FedEx Institute of Technology

Current Data Science Projects

Data Reduction for Big Data

Lih-Yuan Deng and Dale Bowman

When a dataset is too big for computer memory, traditional statistical and many machine learning methods
are often not applicable. Data-reduction techniques on big data include: (1) dimension reduction and (2)
data subsampling. As statisticians, we are uniquely qualified to study the feasibility of various survey
sampling techniques on big data sampling. Our expertise on design of experiment also enables us to study
the problem of design-based subsampling. Recently, a paper published in JASA proposed informationbased
optimal subdata selection (IBOSS) by choosing data points with extreme values on one of many
dimensions. Potential weaknesses include: (1) highly sensitive to outliers (2) assumes (unrealistically)
the "best" statistical model is known (3) inefficient for ultra-high dimensional data. It is essential that
subsamples chosen be representative of the full data set so that additional analysis will yield consistent
results. We propose a new subsampling algorithm using space-filling design on key principal components
values.

Applying a systems medicine approach to epidemiologic research and public health

Fawaz Mzayek

The MRFIT clinical trial was designed to test the effect of multi-faceted prevention intervention on reducing cardiovascular mortality.

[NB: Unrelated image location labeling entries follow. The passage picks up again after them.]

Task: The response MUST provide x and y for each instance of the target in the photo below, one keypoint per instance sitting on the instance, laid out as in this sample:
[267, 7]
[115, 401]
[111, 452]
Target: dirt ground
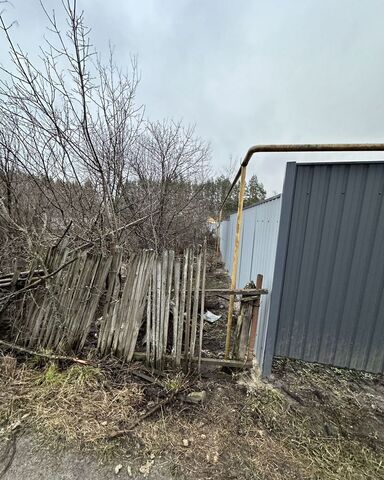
[60, 420]
[307, 422]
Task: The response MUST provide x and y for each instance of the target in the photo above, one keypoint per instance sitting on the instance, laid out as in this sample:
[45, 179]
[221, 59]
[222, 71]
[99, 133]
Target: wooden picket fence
[151, 306]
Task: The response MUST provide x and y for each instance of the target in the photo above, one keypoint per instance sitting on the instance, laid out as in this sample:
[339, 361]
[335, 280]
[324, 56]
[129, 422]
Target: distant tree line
[217, 188]
[77, 151]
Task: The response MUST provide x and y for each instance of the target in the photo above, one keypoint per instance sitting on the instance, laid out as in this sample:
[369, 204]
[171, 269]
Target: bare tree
[74, 138]
[73, 117]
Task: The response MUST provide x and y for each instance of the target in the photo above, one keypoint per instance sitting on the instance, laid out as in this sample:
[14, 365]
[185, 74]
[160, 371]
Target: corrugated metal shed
[257, 253]
[328, 302]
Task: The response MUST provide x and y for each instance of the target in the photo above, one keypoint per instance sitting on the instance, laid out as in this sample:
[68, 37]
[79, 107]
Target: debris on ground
[308, 421]
[211, 317]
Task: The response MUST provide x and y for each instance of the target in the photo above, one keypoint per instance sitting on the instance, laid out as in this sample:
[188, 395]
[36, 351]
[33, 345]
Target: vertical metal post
[235, 261]
[255, 319]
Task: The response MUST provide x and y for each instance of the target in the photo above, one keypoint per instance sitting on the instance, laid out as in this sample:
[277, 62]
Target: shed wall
[330, 308]
[257, 254]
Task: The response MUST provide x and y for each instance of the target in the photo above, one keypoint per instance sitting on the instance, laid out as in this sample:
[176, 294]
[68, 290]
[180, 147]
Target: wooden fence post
[255, 319]
[235, 260]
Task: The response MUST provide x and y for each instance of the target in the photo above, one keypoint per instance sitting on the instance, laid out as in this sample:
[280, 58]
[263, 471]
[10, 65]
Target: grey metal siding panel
[257, 254]
[279, 268]
[331, 307]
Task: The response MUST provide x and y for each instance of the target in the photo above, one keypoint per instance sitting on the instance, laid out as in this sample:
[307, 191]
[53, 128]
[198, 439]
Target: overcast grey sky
[245, 71]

We plan to use the extensive MRFIT data to assess the longitudinal, combined effect of many health determinants on risk of developing two major public health problems, coronary heart disease (CHD) and diabetes, using a two-step analytical approach: 1) underlying latent factors will be identified using factor analysis, 2) identified factors will then be used to predict the two outcomes. This novel approach addresses the extremely complex nature of the processes underlying disease by examining the combined effects of a large number of health determinants on the development of human disease (as opposed to the classical paradigm, where the effects of one/two potential risk factors are tested at a time.) This study will potentially provide new information for better understanding CHD and diabetes risk and inform targeted early prevention and management.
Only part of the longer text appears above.